A government initiative called MyHijau, which is part of Malaysia's economic planning program, is introducing green procurement, a part of the government's MyHijau initiative govern by MGTC. The Malaysian Green Technology and Climate Change Corporation (MGTC) is an agency of the Ministry of Natural Resources, Environment and Climate Change (NRECC) responsible for driving Green Growth, Climate Change Mitigation, and Green Lifestyle initiatives in the country. Malaysian construction industry studies have revealed that green procurement is still a relatively new concept. Thus, they are attempting to address the lack of knowledge in this area. A Government initiative to promote green products and services in Malaysia, the MyHIJAU Mark & Directory was launched in March 2008. 23 October 2012 was the date when the Green Technology and Climate Change Council (MTHPI) approved this programme. Its role is to promote, provide business advisory, verify, and monitor certified green products and services for Malaysian Green Technology And Climate Change Corporation (MGTC).
Efforts have been made by Malaysia to achieve the Sustainable Development Goals (SDGs).
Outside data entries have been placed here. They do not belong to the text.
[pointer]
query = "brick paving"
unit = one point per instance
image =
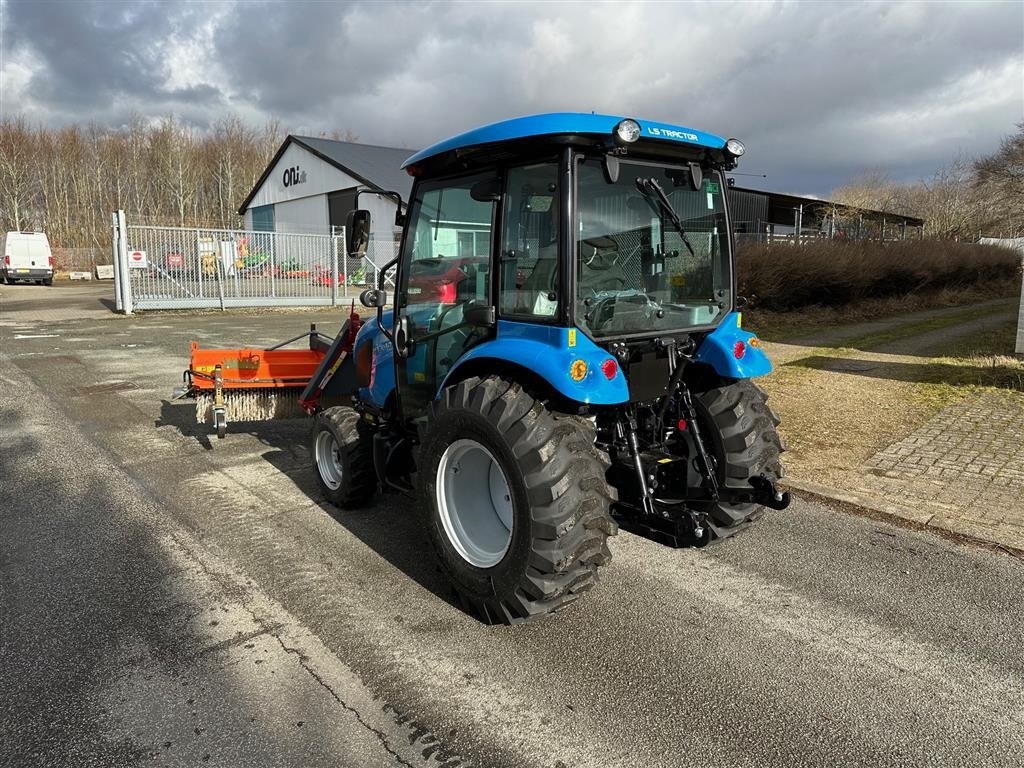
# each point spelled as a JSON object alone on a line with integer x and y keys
{"x": 965, "y": 467}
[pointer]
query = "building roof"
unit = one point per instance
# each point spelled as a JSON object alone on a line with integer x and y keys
{"x": 563, "y": 123}
{"x": 377, "y": 167}
{"x": 780, "y": 207}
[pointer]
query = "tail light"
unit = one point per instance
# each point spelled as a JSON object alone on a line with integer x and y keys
{"x": 448, "y": 293}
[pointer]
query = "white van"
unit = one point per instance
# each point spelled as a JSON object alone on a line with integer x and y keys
{"x": 27, "y": 256}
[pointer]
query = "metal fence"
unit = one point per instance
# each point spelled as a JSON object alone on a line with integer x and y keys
{"x": 163, "y": 267}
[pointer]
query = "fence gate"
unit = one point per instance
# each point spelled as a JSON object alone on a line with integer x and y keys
{"x": 163, "y": 267}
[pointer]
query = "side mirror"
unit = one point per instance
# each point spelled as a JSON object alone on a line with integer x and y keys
{"x": 610, "y": 169}
{"x": 696, "y": 175}
{"x": 357, "y": 232}
{"x": 373, "y": 298}
{"x": 479, "y": 315}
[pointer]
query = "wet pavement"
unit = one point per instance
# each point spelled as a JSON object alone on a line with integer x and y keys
{"x": 173, "y": 599}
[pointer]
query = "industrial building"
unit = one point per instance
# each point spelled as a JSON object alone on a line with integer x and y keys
{"x": 312, "y": 183}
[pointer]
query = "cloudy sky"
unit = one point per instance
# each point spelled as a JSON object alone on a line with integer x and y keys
{"x": 818, "y": 91}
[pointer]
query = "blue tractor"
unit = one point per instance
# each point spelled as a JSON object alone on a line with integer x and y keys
{"x": 563, "y": 354}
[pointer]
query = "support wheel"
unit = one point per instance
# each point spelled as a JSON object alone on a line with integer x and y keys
{"x": 739, "y": 429}
{"x": 343, "y": 459}
{"x": 514, "y": 501}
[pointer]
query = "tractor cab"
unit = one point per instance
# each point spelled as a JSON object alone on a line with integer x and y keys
{"x": 562, "y": 354}
{"x": 607, "y": 231}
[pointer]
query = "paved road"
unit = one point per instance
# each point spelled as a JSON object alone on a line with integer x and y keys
{"x": 173, "y": 599}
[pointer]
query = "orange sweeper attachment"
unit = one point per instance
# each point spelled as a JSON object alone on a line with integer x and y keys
{"x": 281, "y": 382}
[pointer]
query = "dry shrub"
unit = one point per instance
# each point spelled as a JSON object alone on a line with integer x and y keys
{"x": 834, "y": 273}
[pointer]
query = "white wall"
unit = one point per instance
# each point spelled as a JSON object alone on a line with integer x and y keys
{"x": 302, "y": 215}
{"x": 321, "y": 177}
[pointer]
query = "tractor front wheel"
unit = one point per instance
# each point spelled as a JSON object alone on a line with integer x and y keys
{"x": 343, "y": 459}
{"x": 739, "y": 427}
{"x": 514, "y": 500}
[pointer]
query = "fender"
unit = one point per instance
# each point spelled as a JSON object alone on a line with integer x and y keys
{"x": 554, "y": 354}
{"x": 720, "y": 347}
{"x": 382, "y": 360}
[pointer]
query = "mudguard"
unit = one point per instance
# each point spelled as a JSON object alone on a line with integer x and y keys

In order to achieve the Sustainable Development Goals by 2030, the country has developed a National Sustainable Development Strategy. In addition to promoting sustainable economic growth and protecting the environment, the government is also striving to reduce poverty, inequality, and reduce environmental degradation. Furthermore, Malaysia has a number of private sector initiatives and civil society organizations aimed at achieving the Sustainable Development Goals. Malaysia has been integrating sustainability agenda since year 2006 till now are still committed to it. Table 3, show the Malaysia plan that integrated with the sustainable development or SDG in a nation context.
Table 3: Malaysia Plan integrated with SDG
Environmental impacts of construction are significant. It is possible for the process to harm the ecosystem if precautions are not taken to prevent damage. To ensure the continued success of these endeavours, the Malaysian government has placed a high priority on improving sustainability in construction today and for the foreseeable future. New technology has become crucial to reducing the industry's environmental impact. A number of initiatives and approaches have also been discussed by the Malaysian government and other government agencies. A long-term plan has been in place for this initiative and approach. There is always a focus on sustainable development within the government, as evidenced by these actions. In the current state of affairs, Malaysia's government is not taking strict measures to improve the environment. In order to ensure everyone is practicing sustainable development in their daily routines, not just industry people, adapting the sustainable concept to our culture could be one of the most effective ways.
Malaysian government is confident and committed to achieving the 2030 Agenda. Through sustained, systematic and dedicated efforts, the nation has demonstrated it is possible to achieve "more ambitious" targets. Malaysia is already aligning the SDGs with the 12MP and existing sectoral plans to ensure they are implemented smoothly. There are three key themes, four major policies, 14 game-changers, and eight macroeconomic strategies outlined in Priorities and Focuses to enhance public service delivery, enhance regional development, empower human capital, ensure environmental sustainability, and strengthen economic growth.